Mit Urteil des Europäischen Gerichtshofs für Menschenrechte (EGMR) vom 11. April 2017 wurde die Republik Österreich im Fall des Salzburger Investment Bankers Michael B. wegen Verletzung des Rechts auf ein faires Verfahrens verurteilt. Dies geschah, weil das Verfahren bereits im Jahr 2000 von der Staatsanwaltschaft Wien eröffnet wurde und es im Lauf der Ermittlungen wiederholt Verzögerungen gab, die vom Europäischen Gerichtshof der Staatsanwaltschaft angelastet wurden.
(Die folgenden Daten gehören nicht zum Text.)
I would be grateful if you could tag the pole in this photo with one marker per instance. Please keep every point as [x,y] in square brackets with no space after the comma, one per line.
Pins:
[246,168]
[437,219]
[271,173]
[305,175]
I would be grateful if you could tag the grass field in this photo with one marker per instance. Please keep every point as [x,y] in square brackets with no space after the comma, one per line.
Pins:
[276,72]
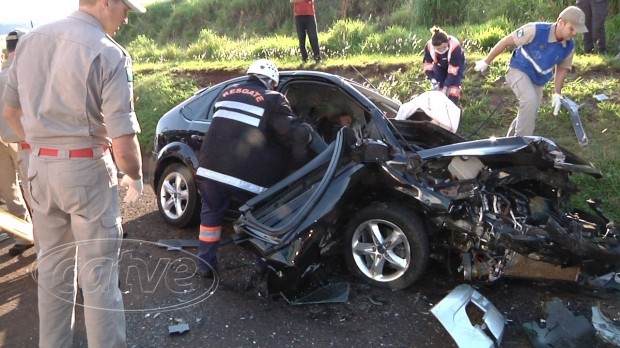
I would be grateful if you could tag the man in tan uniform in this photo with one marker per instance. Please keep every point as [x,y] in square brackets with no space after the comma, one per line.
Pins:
[73,85]
[10,147]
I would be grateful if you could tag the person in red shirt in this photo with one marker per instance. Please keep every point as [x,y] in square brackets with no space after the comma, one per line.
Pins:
[305,23]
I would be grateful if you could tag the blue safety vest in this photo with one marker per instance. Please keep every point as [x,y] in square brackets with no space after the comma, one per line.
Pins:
[538,58]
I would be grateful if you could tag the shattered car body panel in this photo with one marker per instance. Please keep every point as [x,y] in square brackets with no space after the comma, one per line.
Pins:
[451,312]
[389,194]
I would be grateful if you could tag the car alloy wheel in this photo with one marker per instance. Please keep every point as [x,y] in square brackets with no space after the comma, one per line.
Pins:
[177,196]
[387,246]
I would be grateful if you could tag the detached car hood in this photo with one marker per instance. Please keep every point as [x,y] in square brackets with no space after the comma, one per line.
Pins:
[515,150]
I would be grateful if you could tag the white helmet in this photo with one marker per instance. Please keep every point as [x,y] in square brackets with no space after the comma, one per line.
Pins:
[266,68]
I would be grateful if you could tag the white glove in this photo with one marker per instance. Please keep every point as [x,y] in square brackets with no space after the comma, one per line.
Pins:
[481,66]
[134,189]
[556,103]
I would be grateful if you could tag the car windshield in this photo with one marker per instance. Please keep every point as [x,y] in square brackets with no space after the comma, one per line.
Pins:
[388,106]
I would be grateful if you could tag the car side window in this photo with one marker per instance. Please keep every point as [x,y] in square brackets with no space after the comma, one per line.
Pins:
[326,107]
[200,108]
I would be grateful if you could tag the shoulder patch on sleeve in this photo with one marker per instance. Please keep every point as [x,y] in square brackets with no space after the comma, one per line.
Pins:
[520,32]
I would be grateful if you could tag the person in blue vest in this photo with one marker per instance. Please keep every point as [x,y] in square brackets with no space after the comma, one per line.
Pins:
[444,64]
[544,51]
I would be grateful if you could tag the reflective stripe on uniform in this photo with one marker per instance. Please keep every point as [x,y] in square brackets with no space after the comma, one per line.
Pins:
[252,109]
[453,70]
[237,116]
[229,180]
[228,109]
[210,234]
[454,91]
[534,64]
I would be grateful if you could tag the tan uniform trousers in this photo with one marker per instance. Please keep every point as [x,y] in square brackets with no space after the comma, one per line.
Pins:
[530,98]
[9,184]
[78,233]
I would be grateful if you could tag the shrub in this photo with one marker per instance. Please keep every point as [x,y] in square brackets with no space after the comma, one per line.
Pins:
[278,47]
[143,49]
[346,37]
[395,41]
[155,94]
[484,37]
[209,46]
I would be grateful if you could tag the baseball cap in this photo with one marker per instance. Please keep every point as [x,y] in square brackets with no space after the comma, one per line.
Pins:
[576,17]
[15,35]
[135,6]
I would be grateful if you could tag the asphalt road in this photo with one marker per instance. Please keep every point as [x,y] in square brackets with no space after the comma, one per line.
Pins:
[234,310]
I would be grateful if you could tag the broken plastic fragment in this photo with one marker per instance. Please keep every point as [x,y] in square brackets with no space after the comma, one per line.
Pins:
[452,313]
[604,327]
[178,329]
[562,329]
[601,97]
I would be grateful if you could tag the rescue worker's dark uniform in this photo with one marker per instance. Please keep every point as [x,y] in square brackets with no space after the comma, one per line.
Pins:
[447,68]
[253,137]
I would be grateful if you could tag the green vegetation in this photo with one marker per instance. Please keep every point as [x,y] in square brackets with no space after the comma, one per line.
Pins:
[182,45]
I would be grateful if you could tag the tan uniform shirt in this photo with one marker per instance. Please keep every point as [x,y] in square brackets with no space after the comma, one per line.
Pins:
[525,34]
[6,133]
[77,109]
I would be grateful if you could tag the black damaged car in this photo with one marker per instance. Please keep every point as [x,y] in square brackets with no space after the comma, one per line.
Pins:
[390,194]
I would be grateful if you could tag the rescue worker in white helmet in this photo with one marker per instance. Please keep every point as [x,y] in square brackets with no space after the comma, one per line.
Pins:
[253,136]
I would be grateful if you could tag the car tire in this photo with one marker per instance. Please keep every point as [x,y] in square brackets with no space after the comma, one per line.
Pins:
[177,196]
[387,246]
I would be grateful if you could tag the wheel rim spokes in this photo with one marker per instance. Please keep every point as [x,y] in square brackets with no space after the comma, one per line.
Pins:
[174,195]
[381,250]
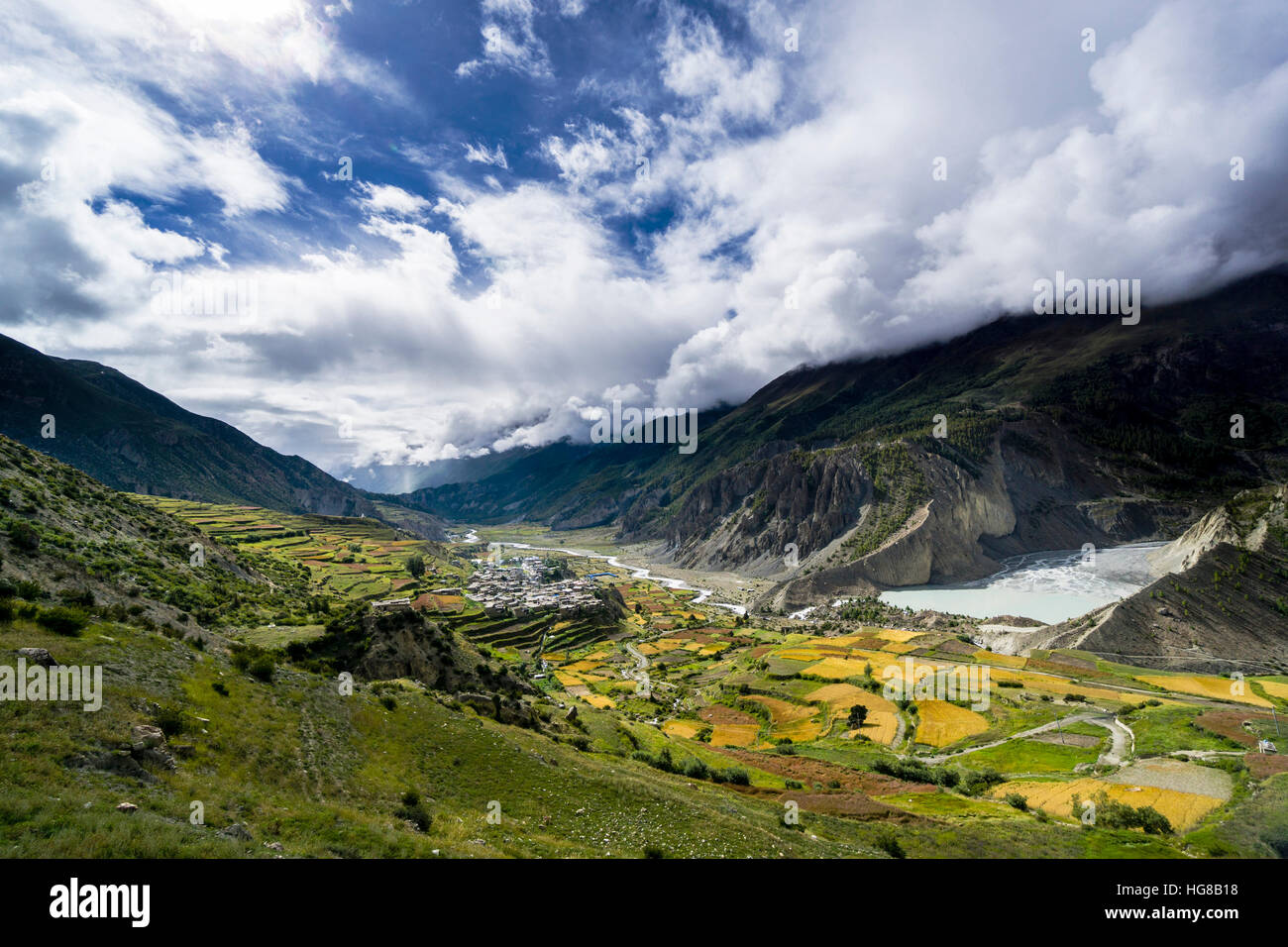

Zudem traf der EGMR weitere Feststellungen, welche belegen, dass die Rechte meines beschuldigten Mandanten über einen langen Zeitraum massiv verletzt wurden. Es ist in vielerlei Hinsicht ein auffälliges Verfahren, nicht alleine aufgrund des EGMR Urteils und der unvorstellbaren mehr als 22-jährigen Verfahrensdauer. Denn wiewohl das Landesgericht für Strafsachen Wien mit Beschluss bereits im Jahr 2013 eine Verletzung des Beschleunigungsgebots feststellte und schon zuvor Rechtsverletzungen von der Verteidigung erfolgreich geltend gemacht wurden, führte die Staatsanwaltschaft Wien das Verfahren immer weiter. Das Verfahren veranschaulicht jedoch, welche Rechtsmittel in einem solchen Fall zugunsten des Beschuldigten ergriffen werden können.

15 Jahre Ermittlungsverfahren - 22 Jahre Gesamtverfahrendauer

Der Mandant war ein bekannter Hedge-Fonds Manager in den Vereinigten Staaten von Amerika und verwaltete einen Fonds über US$ 500 Millionen Veranlagungsvolumen. Dem Manager wurde zur Last gelegt, er hätte 2 renommierte Wirtschaftsprüfungskanzleien zur Ausfertigung von falschen Bilanzen betreffend das Fondsvolumen angestiftet. Alleine das Ermittlungsverfahren dauerte 15 Jahre, in welchen es aber zu keinerlei Ermittlungsergebnissen kam. Drei Sachverständige wurden wegen Befangenheit und Verfahrensverzögerung abberufen. Der vierte Sachverständige wurde bestellt, obwohl dieser von sich selbst aus Befangenheitsgründe aufzeigte. Aufgrund des Ablaufs der Zeit waren zudem einige der von Staatsanwaltschaft geführten und wichtigen Zeugen verstorben, trotzdem wurden diese in der Anklageschrift jedoch weiter als Zeugen geführt.

langes Strafverfahren ohne Ergebnis

21 Monate Untersuchungshaft ohne Anklage

Besonders hervorzuheben ist, dass der Mandant 21 Monate in Untersuchungshaft gehalten wurde.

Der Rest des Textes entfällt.